Книга: Белый пудель. Лучшие повести и рассказы о животных (сборник)
Назад: Как слон спас хозяина от тигра
Дальше: Мангуста

Как я ловил человечков

Когда я был маленький, меня отвезли жить к бабушке. У бабушки над столом была полка. А на полке пароходик. Я такого никогда не видал. Он был совсем настоящий, только маленький. У него была труба: желтая и на ней два черных пояса. И две мачты. А от мачт шли к бортам веревочные лесенки. На корме стояла будочка, как домик. Полированная, с окошечками и дверкой.
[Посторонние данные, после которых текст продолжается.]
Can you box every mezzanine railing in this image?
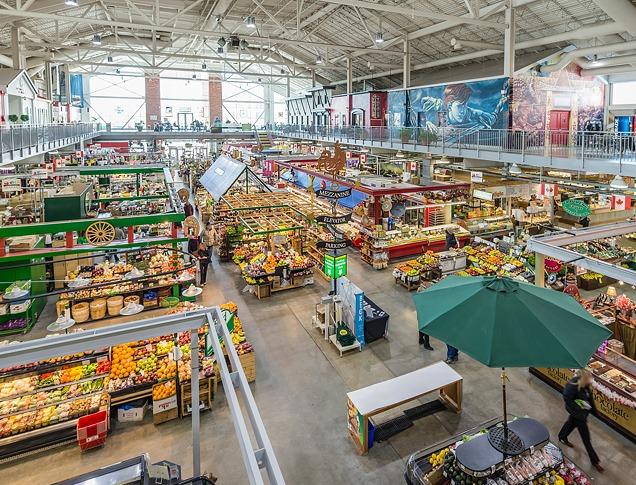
[272,125,636,164]
[0,123,99,162]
А уж совсем на корме – медное рулевое колесо. Снизу под кормой – руль. И блестел перед рулем винт, как медная розочка. На носу два якоря. Ах, какие замечательные! Если б хоть один у меня такой был!
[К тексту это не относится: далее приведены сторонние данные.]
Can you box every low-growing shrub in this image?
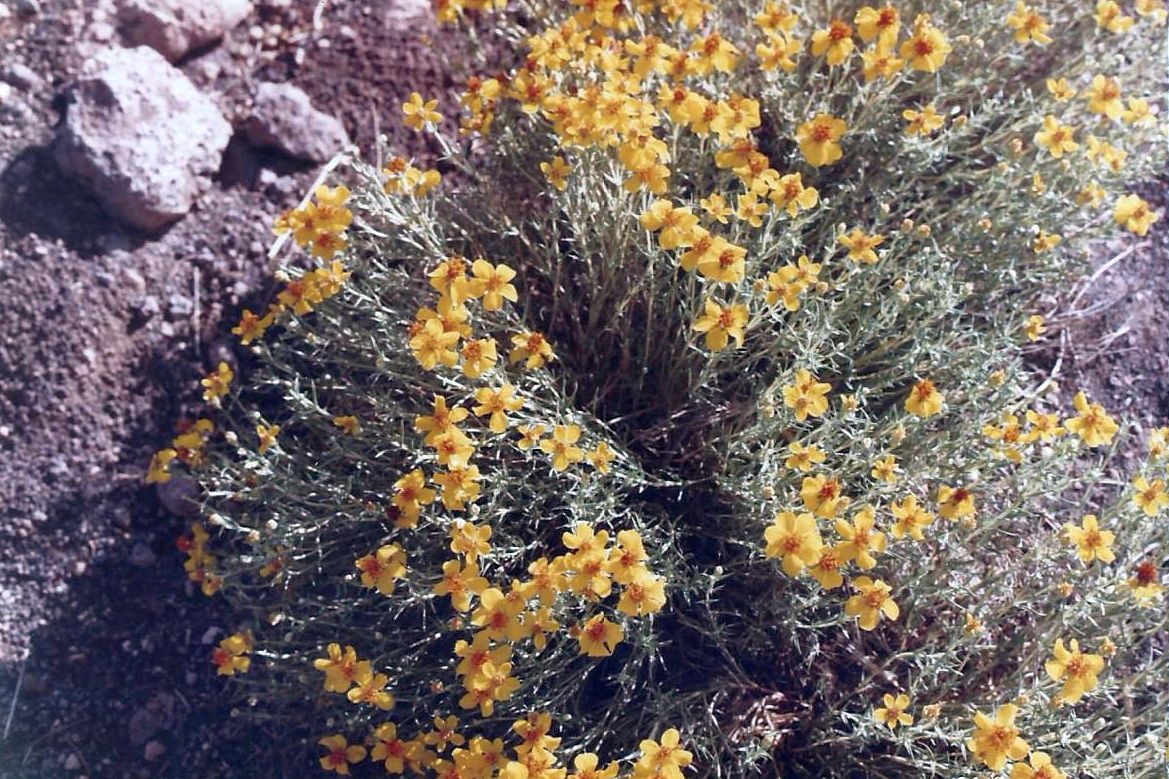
[148,0,1169,779]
Я сразу запросил у бабушки, чтоб поиграть пароходиком. Бабушка мне все позволяла. А тут вдруг нахмурилась:
– Вот это уж не проси. Не то играть – трогать не смей. Никогда! Это для меня дорогая память.
Я видел, что, если и заплакать, – не поможет.
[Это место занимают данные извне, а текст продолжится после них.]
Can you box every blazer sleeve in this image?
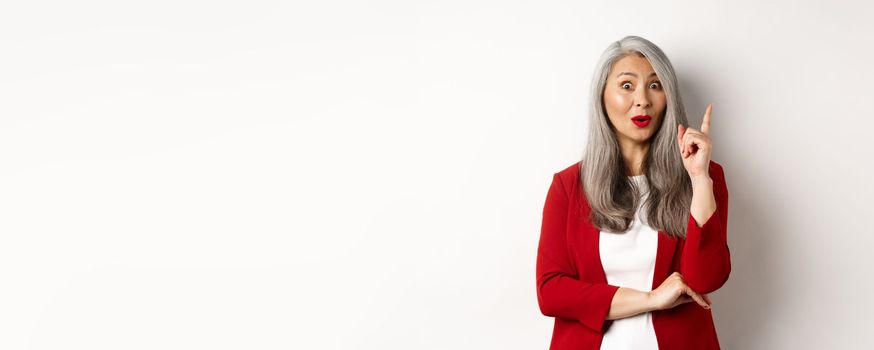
[680,162,731,294]
[536,174,619,333]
А пароходик важно стоял на полке на лакированных подставках. Я глаз от него не мог оторвать. А бабушка:
– Дай честное слово, что не прикоснешься. А то лучше спрячу-ка от греха. – И пошла к полке.
Я чуть не заплакал и крикнул всем голосом:
– Честное-расчестное, бабушка. – И схватил бабушку за юбку. Бабушка не убрала пароходика.
Я все смотрел на пароходик. Влезал на стул, чтоб лучше видеть. И все больше и больше он мне казался настоящим. И непременно должна дверца в будочке отворяться. И, наверно, в нем живут человечки. Маленькие, как раз по росту пароходика. Выходило, что они должны быть чуть ниже спички. Я стал ждать, не поглядит ли кто из них в окошечко. Наверно, подглядывают. А когда дома никого нет, выходят на палубу. Лазят, наверно, по лестничкам на мачты.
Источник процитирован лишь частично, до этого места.